Certaines paroles sont des paroles de boute-en-train, d’autres celles d’un boutefeux prêt à mettre le feu aux poudres dès qu’il ouvre la bouche en public.
Tout le monde se souvient de la célèbre pub « Un verre, ça va deux verres bonjour les dégâts ! ». Elle vaut pour les automobilistes comme pour les hommes publics comme cela fut remarqué lors d’une conférence au sommet entre le camarade Poutine et son homologue gaulois qui avait abusé de la potion magique.
Un ministre, qui n’est pas celui de la culture, même s’il collectionne les perles d’inculture, nous a gratifié cet été d’un stupéfiant : « Un ça va, mais c’est quand ils sont plusieurs qu’ils créent des problèmes ! »
Voulait-il parler du second verre qui provoque des dégâts, ce qui n’est pas gentil pour un musulman qui ne boit pas d’alcool et l’écoutait céans, ou des suivants qu’il venait d’avaler pour combattre la chaleur d’un été landais qui lui on fait dire n’importe quoi ?
Une visite en son ministère lève le mystère et dévoile la vérité toute nue cachée à l’intérieur de ce puits de science: « Voici Monsieur Un tel, une vraie nullité !» présente-t-il un de ses collaborateurs, comme le magazine Marianne le révèle cette semaine. D’un autre de ses amis, mis en examen, il préférera l’interpeller à tue tête avec une exquise délicatesse :« Bonjour l’escroc ! » .

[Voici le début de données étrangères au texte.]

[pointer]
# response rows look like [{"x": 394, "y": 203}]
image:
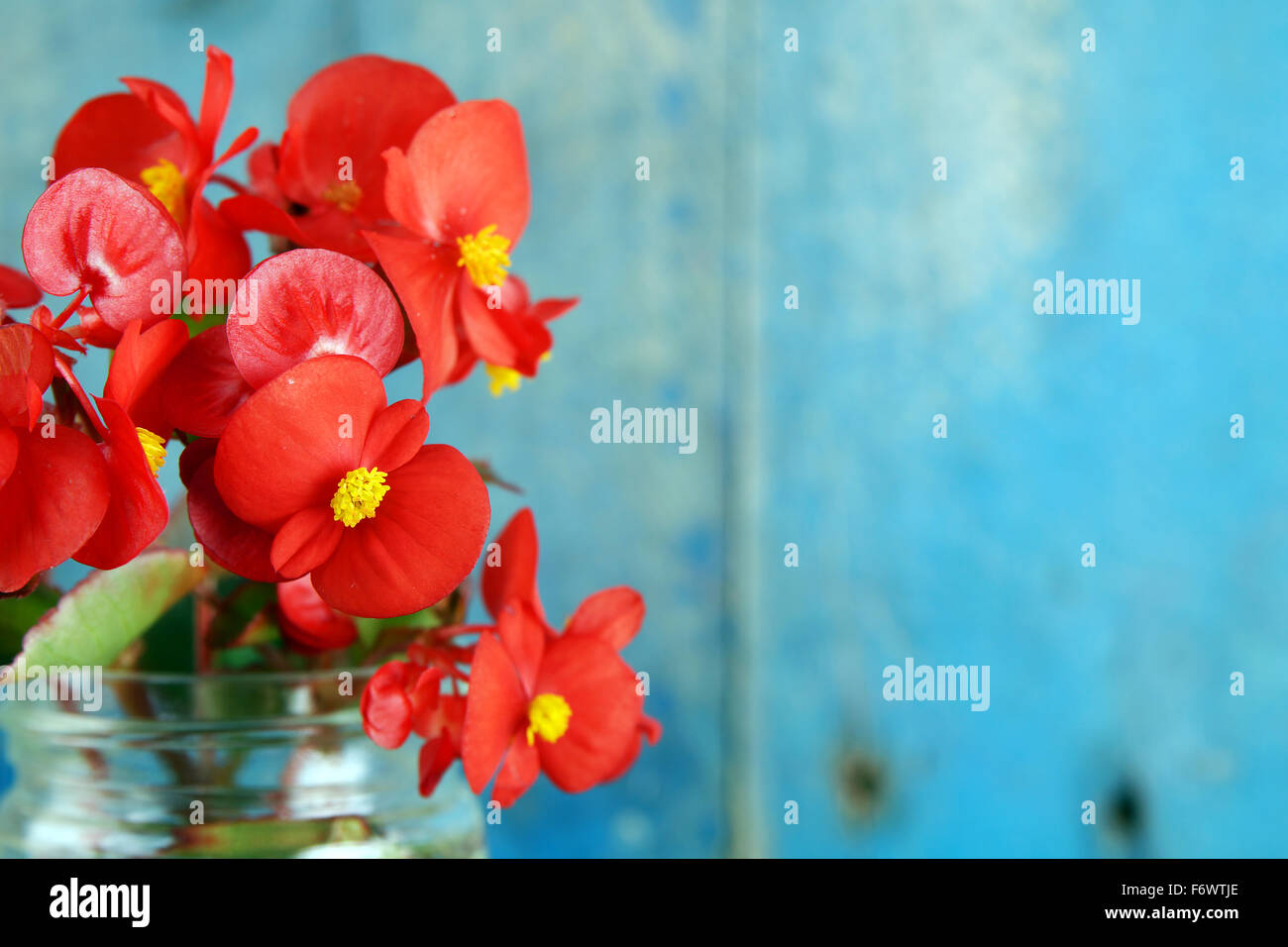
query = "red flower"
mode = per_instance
[
  {"x": 506, "y": 316},
  {"x": 462, "y": 193},
  {"x": 134, "y": 379},
  {"x": 137, "y": 510},
  {"x": 343, "y": 482},
  {"x": 54, "y": 486},
  {"x": 326, "y": 180},
  {"x": 406, "y": 696},
  {"x": 308, "y": 621},
  {"x": 147, "y": 136},
  {"x": 539, "y": 702},
  {"x": 16, "y": 291},
  {"x": 97, "y": 234}
]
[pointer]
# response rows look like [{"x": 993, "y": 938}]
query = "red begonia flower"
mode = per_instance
[
  {"x": 515, "y": 575},
  {"x": 561, "y": 705},
  {"x": 400, "y": 697},
  {"x": 149, "y": 136},
  {"x": 308, "y": 303},
  {"x": 53, "y": 480},
  {"x": 236, "y": 545},
  {"x": 137, "y": 512},
  {"x": 612, "y": 615},
  {"x": 26, "y": 369},
  {"x": 202, "y": 385},
  {"x": 16, "y": 291},
  {"x": 53, "y": 500},
  {"x": 441, "y": 750},
  {"x": 94, "y": 231},
  {"x": 462, "y": 192},
  {"x": 329, "y": 166},
  {"x": 138, "y": 365},
  {"x": 309, "y": 622},
  {"x": 385, "y": 525},
  {"x": 505, "y": 330}
]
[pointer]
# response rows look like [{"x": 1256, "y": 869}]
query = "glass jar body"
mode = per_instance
[{"x": 220, "y": 766}]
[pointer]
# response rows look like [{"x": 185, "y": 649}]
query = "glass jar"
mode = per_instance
[{"x": 222, "y": 766}]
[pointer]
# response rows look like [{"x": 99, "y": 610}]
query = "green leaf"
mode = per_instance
[
  {"x": 99, "y": 617},
  {"x": 17, "y": 615}
]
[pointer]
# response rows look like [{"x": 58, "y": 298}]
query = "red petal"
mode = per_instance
[
  {"x": 138, "y": 509},
  {"x": 516, "y": 574},
  {"x": 605, "y": 711},
  {"x": 425, "y": 278},
  {"x": 93, "y": 228},
  {"x": 254, "y": 213},
  {"x": 385, "y": 707},
  {"x": 119, "y": 133},
  {"x": 305, "y": 541},
  {"x": 166, "y": 105},
  {"x": 308, "y": 303},
  {"x": 215, "y": 245},
  {"x": 501, "y": 337},
  {"x": 52, "y": 502},
  {"x": 16, "y": 290},
  {"x": 494, "y": 714},
  {"x": 425, "y": 694},
  {"x": 232, "y": 543},
  {"x": 8, "y": 454},
  {"x": 309, "y": 621},
  {"x": 524, "y": 637},
  {"x": 217, "y": 93},
  {"x": 465, "y": 169},
  {"x": 423, "y": 540},
  {"x": 26, "y": 365},
  {"x": 355, "y": 110},
  {"x": 197, "y": 453},
  {"x": 613, "y": 616},
  {"x": 138, "y": 364},
  {"x": 202, "y": 386},
  {"x": 395, "y": 436},
  {"x": 292, "y": 441},
  {"x": 519, "y": 771}
]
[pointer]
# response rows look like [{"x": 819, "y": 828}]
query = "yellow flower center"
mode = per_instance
[
  {"x": 166, "y": 184},
  {"x": 346, "y": 195},
  {"x": 484, "y": 256},
  {"x": 154, "y": 449},
  {"x": 501, "y": 379},
  {"x": 548, "y": 718},
  {"x": 359, "y": 495}
]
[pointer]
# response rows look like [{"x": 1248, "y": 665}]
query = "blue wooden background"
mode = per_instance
[{"x": 812, "y": 169}]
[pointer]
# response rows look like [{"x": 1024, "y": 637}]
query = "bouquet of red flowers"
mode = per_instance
[{"x": 326, "y": 532}]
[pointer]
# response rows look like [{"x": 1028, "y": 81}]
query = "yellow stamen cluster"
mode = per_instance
[
  {"x": 484, "y": 256},
  {"x": 154, "y": 449},
  {"x": 501, "y": 379},
  {"x": 165, "y": 180},
  {"x": 359, "y": 495},
  {"x": 344, "y": 195},
  {"x": 548, "y": 718}
]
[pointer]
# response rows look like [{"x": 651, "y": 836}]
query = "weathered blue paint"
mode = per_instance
[{"x": 812, "y": 169}]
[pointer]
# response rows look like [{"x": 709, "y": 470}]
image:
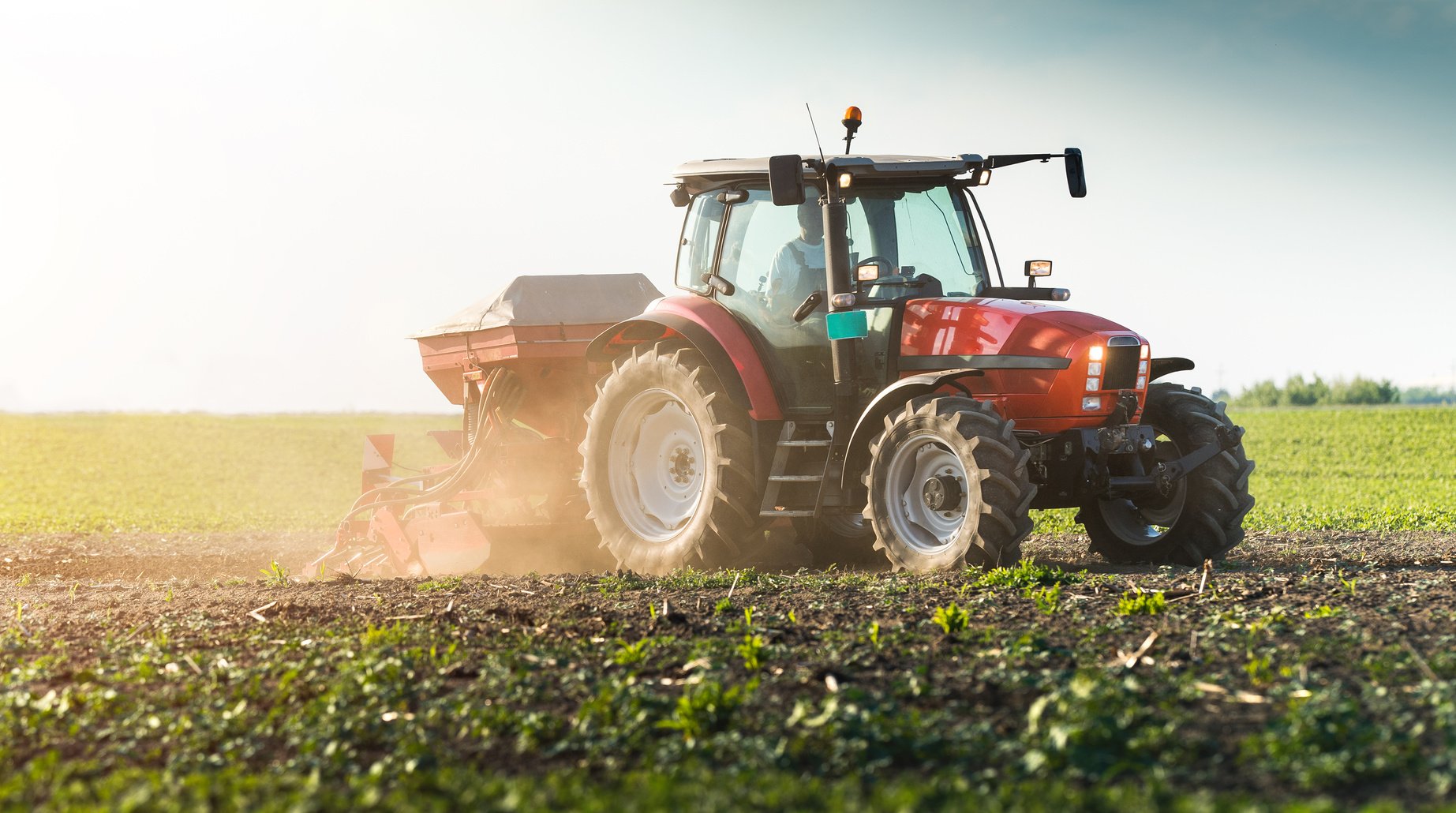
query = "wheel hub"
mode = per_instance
[
  {"x": 942, "y": 493},
  {"x": 656, "y": 465},
  {"x": 928, "y": 482},
  {"x": 680, "y": 465}
]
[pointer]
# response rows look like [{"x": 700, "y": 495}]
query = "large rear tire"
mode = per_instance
[
  {"x": 668, "y": 463},
  {"x": 1203, "y": 516},
  {"x": 949, "y": 484}
]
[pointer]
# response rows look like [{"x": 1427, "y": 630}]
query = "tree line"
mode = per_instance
[{"x": 1318, "y": 392}]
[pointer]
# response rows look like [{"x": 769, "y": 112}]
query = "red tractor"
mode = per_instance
[{"x": 842, "y": 354}]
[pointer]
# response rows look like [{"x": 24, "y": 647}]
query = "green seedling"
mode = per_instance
[
  {"x": 951, "y": 618},
  {"x": 1142, "y": 602},
  {"x": 1047, "y": 599},
  {"x": 275, "y": 575}
]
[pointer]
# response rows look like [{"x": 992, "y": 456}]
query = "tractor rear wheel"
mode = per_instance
[
  {"x": 947, "y": 484},
  {"x": 668, "y": 463},
  {"x": 1202, "y": 518}
]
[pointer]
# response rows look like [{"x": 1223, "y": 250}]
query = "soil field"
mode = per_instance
[
  {"x": 181, "y": 661},
  {"x": 1306, "y": 669}
]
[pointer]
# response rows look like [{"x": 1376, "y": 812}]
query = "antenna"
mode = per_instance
[{"x": 816, "y": 130}]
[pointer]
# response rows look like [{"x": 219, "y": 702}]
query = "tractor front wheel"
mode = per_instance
[
  {"x": 667, "y": 463},
  {"x": 947, "y": 484},
  {"x": 1202, "y": 518}
]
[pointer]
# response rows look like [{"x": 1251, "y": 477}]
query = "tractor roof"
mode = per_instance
[{"x": 701, "y": 175}]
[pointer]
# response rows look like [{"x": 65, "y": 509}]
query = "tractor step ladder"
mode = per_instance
[{"x": 798, "y": 459}]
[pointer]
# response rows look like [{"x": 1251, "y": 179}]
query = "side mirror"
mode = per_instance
[
  {"x": 1076, "y": 177},
  {"x": 1039, "y": 267},
  {"x": 787, "y": 179}
]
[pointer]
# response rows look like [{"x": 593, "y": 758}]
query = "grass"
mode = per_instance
[
  {"x": 193, "y": 472},
  {"x": 1319, "y": 687},
  {"x": 574, "y": 699},
  {"x": 1352, "y": 468}
]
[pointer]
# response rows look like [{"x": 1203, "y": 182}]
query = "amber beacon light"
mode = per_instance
[{"x": 852, "y": 118}]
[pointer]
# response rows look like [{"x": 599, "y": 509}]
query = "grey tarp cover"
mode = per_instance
[{"x": 573, "y": 299}]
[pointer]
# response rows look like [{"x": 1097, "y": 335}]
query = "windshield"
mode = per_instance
[{"x": 922, "y": 241}]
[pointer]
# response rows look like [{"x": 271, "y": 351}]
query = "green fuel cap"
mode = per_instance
[{"x": 846, "y": 324}]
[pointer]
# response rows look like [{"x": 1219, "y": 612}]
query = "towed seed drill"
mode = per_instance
[{"x": 840, "y": 354}]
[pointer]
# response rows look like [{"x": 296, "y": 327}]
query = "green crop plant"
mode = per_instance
[
  {"x": 705, "y": 709},
  {"x": 1047, "y": 599},
  {"x": 1142, "y": 602},
  {"x": 440, "y": 585},
  {"x": 629, "y": 653},
  {"x": 751, "y": 652},
  {"x": 275, "y": 575},
  {"x": 951, "y": 618}
]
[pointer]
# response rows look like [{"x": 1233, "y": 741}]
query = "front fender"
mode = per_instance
[{"x": 890, "y": 399}]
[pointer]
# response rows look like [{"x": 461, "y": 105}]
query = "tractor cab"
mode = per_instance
[{"x": 911, "y": 227}]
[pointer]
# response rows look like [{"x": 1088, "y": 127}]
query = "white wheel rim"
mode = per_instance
[
  {"x": 913, "y": 463},
  {"x": 656, "y": 465}
]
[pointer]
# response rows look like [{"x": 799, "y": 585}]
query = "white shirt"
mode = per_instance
[{"x": 785, "y": 273}]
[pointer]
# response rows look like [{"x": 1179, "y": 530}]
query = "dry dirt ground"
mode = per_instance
[
  {"x": 114, "y": 567},
  {"x": 1346, "y": 615},
  {"x": 153, "y": 557}
]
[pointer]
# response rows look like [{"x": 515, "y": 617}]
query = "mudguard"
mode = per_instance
[
  {"x": 1161, "y": 368},
  {"x": 713, "y": 332},
  {"x": 892, "y": 398}
]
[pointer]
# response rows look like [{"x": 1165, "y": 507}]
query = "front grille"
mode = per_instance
[{"x": 1121, "y": 368}]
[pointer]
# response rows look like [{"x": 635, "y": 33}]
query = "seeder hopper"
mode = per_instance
[{"x": 517, "y": 366}]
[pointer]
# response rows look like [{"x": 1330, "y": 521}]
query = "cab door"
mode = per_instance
[{"x": 762, "y": 249}]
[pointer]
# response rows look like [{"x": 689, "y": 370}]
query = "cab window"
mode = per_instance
[{"x": 699, "y": 244}]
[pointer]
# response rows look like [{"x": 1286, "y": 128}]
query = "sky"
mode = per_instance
[{"x": 246, "y": 208}]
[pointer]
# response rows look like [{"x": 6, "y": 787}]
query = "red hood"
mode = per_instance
[{"x": 975, "y": 327}]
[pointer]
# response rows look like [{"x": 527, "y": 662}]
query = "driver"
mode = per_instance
[{"x": 798, "y": 267}]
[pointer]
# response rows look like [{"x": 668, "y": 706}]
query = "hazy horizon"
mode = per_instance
[{"x": 245, "y": 208}]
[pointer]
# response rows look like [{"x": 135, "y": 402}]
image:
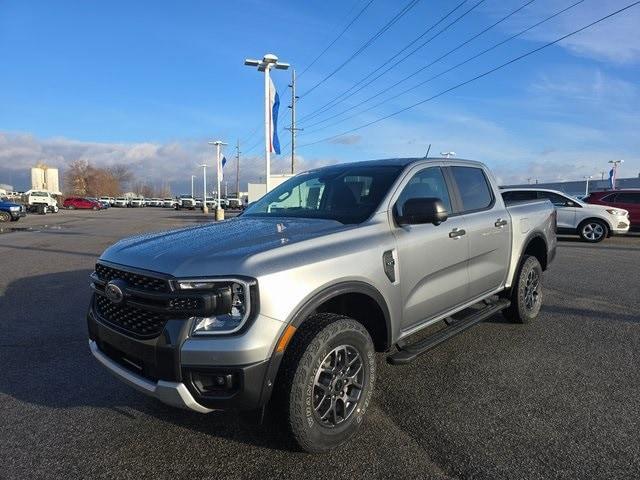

Ainsi la dernière blague à la mode dans les commissariats est devenue : « Faites gaffe les gars, cuilà il a une véritable gueule… d’Auvergnat »
D’accord notre boute-en-train, chef des bleus, a de qui tenir puisque, en tous points, il s’efforce de copier la voix de son maître dont tout le monde se rappelle les paroles empreintes d’humanité « Casse-toi, pauv’con ! » énoncées pour l’édification des masses populaires et servir de viatique aux enfants des écoles, en contrepoint de la lettre de Guy Mocquet.